Hoe doen we dan recht aan mensen met autisme? “Je kan het beste kijken naar de ernst van symptomen en problemen die iemand ervaart op verschillende levensgebieden. Die zijn per persoon uniek, ook als het gaat om de impact ervan op iemands leven. Vul dingen niet in voor de ander, maar ga het gesprek aan”, aldus Wies. Niet iedereen met de diagnose autisme heeft erge klachten of ervaart er last door. Of iemand heeft die last al geaccepteerd. “Als je iemand met autisme ziet worstelen, ga het gesprek dan aan. Laat merken dat je luistert, vraag door en ga na of diegene behoefte heeft aan hulp. Ga bij wijze van spreken mee naar de huisarts als dat de stap verkleint.”

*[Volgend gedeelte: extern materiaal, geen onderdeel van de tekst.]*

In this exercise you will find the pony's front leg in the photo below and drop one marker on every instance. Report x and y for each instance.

Positieve vooroordelen over autisme?
Door de media worden soms ook verhalen gedeeld over mensen met autisme en een uitzonderlijk talent. Een voorbeeld is de film Rain Man. Of het personage Sheldon Cooper van de serie The Big Bang Theory, met zijn uitzonderlijk hoge intelligentie. Wat is de invloed van deze positieve stereotypen? Wies: “Het blijft een stereotype, ook al is het goed bedoeld. Mensen hebben hun kwaliteiten en vaardigheden ondanks, of dankzij, hun informatieverwerking. Pogingen om ‘de succesvolle autist’ te typeren zijn dus gewoon een andere kant van dezelfde munt.” Wanneer je als persoon met autisme ook niet voldoet aan het ‘positieve plaatje’, val je namelijk weer buiten de boot.
Behoefte aan een kader
De behoefte om psychische klachten en gedrag te kunnen begrijpen of ‘vatten’, is wel voor te stellen. Het denken in hokjes zit diep ingebed in onze opvoeding, scholing en daarmee in de maatschappij.

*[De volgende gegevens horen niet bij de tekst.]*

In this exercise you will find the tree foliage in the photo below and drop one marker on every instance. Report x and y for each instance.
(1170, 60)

Maar hokjesdenken kan er voor zorgen dat veel mensen met autisme juist verder in de problemen raken. Omdat ze misschien wél klachten hebben, maar niet voldoen aan het ‘standaard’ beeld van autisme. Zo vinden ze pas laat of helemaal geen passende hulp.

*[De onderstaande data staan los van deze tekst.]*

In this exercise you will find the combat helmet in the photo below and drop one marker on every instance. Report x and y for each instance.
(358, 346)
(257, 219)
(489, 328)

Veel kennis is nog gebaseerd op het mannelijke stereotype van autisme
Het wordt ons duidelijk dat autisme bij vrouwen vaak later wordt herkend, met grote gevolgen. Wies: “Veel kennis is nog gebaseerd op het mannelijke stereotype van autisme, wat voortkomt uit oudere onderzoeken. En autisme heeft een grote sociale component. Meisjes zijn vanaf jongs af aan al sterker in het observeren en kopiëren van gedrag. Maar door dit kopieergedrag lijken vooral vrouwen met autisme soms net zo makkelijk mee te kunnen in het sociale verkeer. Klachten blijven dan langer verborgen of worden anders gelabeld door hulpverleners, bijvoorbeeld als depressie of persoonlijkheidsstoornis. Mensen zijn soms jarenlang in behandeling voor persoonlijkheidsproblematiek, totdat een hulpverlener opmerkt dat er misschien sprake is van autisme. Iemand heeft dan vaak allerlei ervaringen met behandelingen die maar niet aansloegen, wat negatieve gevolgen heeft voor hun psychisch en maatschappelijk functioneren maar ook voor de motivatie om opnieuw in behandeling te gaan.
Hokjes
Toch kan het krijgen van de diagnose ASS (autismespectrumstoornis) ook zorgen voor opluchting, erkenning, meer begrip vanuit de omgeving en een passende behandeling. Maar ook dan blijft het belangrijk om alert te zijn op labels, hokjes denken en vooroordelen. Hoe kunnen we hier sensitiever in zijn? “Ga eerst eens zelf na over welk gedrag jij oordeelt en waarom. Waarom moet iemand bijvoorbeeld heel flexibel zijn? Waarom moet iedereen een grote vriendengroep hebben? Een afwisselende baan?” Oftewel, ben je bewust van je neiging om gedrag en mensen te kaderen en beoordelen. Als je merkt dat je dit doet, stel er dan eens kritische vragen over aan jezelf.
De take-home message? “Iedereen is uniek en heeft een eigen verhaal. Voor de ene persoon is de impact van autisme groter dan voor de ander. Als je benieuwd bent naar de rol van autisme in iemands leven, of van zijn/haar naasten, vul dat dan niet voor ze in, maar ga het gesprek aan en vraag er naar.”